Matériaux et travail étaient gratuits

Par Jean-Louis Fortin, Félix Séguin et Andrew McIntosh, Bureau d'enquête
Un haut dirigeant syndical de la construction, Donald Fortin, a reçu gratuitement des matériaux et de la main-d’œuvre de la part d’entrepreneurs pour construire sa luxueuse maison de Blainville.
Notre Bureau d’enquête a découvert que, en 2003, au moins cinq entreprises de construction ont offert gracieusement leurs services à Fortin, qui est aujourd’hui directeur général du Conseil provincial (International). Il faisait alors bâtir sa résidence de plus de trois quarts de million de dollars.

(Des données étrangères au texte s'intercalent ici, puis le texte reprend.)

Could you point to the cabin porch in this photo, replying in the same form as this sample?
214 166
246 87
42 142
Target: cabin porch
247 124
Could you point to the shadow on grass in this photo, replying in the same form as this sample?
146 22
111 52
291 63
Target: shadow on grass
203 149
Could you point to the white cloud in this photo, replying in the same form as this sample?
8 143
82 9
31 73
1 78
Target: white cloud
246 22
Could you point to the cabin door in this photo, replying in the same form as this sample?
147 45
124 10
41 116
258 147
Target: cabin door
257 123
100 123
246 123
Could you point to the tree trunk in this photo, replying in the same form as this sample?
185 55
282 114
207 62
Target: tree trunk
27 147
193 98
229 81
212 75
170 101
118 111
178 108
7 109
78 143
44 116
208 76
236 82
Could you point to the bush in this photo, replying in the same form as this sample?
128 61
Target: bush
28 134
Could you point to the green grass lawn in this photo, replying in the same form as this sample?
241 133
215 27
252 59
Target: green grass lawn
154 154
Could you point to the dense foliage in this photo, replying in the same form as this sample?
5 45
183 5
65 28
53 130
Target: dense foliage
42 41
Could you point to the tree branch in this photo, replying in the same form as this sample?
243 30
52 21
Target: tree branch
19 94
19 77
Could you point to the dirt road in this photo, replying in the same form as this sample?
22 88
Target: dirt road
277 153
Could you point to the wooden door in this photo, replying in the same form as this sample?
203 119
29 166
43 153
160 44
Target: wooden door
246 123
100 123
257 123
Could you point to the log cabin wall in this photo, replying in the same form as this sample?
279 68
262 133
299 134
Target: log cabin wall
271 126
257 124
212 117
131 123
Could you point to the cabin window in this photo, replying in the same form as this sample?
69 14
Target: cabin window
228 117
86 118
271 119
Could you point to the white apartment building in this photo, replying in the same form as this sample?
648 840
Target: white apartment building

Presque tous avaient un point en commun, selon nos sources, qui proviennent des milieux de la construction, policiers et administratifs. L’année précédente, ils avaient travaillé ou soumissionné sur un des plus gros projets de construction industrielle de ces dernières années au Québec, à savoir la phase II de l’aluminerie Alouette.
Or, la centrale syndicale au sein de laquelle Fortin était alors un influent agent d’affaires représentait une bonne partie de la main-d’œuvre sur le chantier.
«En construisant la maison de Donald, les entrepreneurs achetaient la paix syndicale, mais ils faisaient plus que ça. Ils faisaient en sorte que leurs chantiers ne subissent pas de ralentissements parce que Donald avait le pouvoir de faire ralentir les gars», a raconté une source très près du dossier.
« De la magouille », dit une source
La maison du chef syndical, qu’il a vendue 823 000 $ en 2011, était la propriété de la Fiducie d’Alma Blainville, dont deux des trois fiduciaires sont Donald Fortin lui-même et son épouse.
Notre enquête a permis de découvrir que la firme Parmétal fait partie des entreprises qui ont absorbé une partie des coûts de construction de la résidence.
Un matin, les monteurs d’acier de Parmétal, affiliés au local 711 de l’Inter, ne se sont pas présentés sur un chantier où ils devaient travailler, dans l’Est de Montréal.
Inquiet, le chargé de projet a appelé l’entreprise, et les travailleurs ont finalement été localisés sur le site de construction de la maison de Donald Fortin, nous raconte une source chez Parmétal qui a requis l’anonymat.
«Les hommes n’étaient pas payés à l’heure, mais bien à prix fixe. Donc, on a dû absorber le coût des travaux sur la maison de Donald», ajoute-t-elle.
«C’est clairement de la magouille, ce qui s’est fait là», observe notre source.
Étonnant
Une autre entreprise, Grues Fortier, qui est aujourd’hui une filiale de Grues Guay, a aussi fourni gratuitement machinerie et main-d’œuvre afin de monter une partie du toit de la maison de deux étages, dont les murs sont revêtus de pierre.
Les équipements de Grues Fortier ont également été utilisés pour enlever une large pierre dans la cour, là où devait aller le spa, a-t-on pu apprendre.
La construction d’une si luxueuse résidence par Donald Fortin est étonnante, selon certaines personnes à qui nous avons parlé, parce que le directeur général de l’Inter a déclaré faillite en 1995, avec des dettes de 267 000 $ contre un actif de seulement 173 800 $.
«Tout le monde trouvait ça bizarre que, après sa faillite, il se retrouve avec une maison d’un million de dollars. C’est assez spécial», a confié quelqu’un chez Grues Fortier.
Plusieurs sources nous disent que Gastier, une entreprise qui figure aujourd’hui dans l’empire de Tony Accurso, a aussi participé gratuitement à la construction de la maison. Mais un cadre supérieur de l’entreprise, Sylvain Pelletier, a nié cette information avant de mettre fin abruptement à la conversation téléphonique.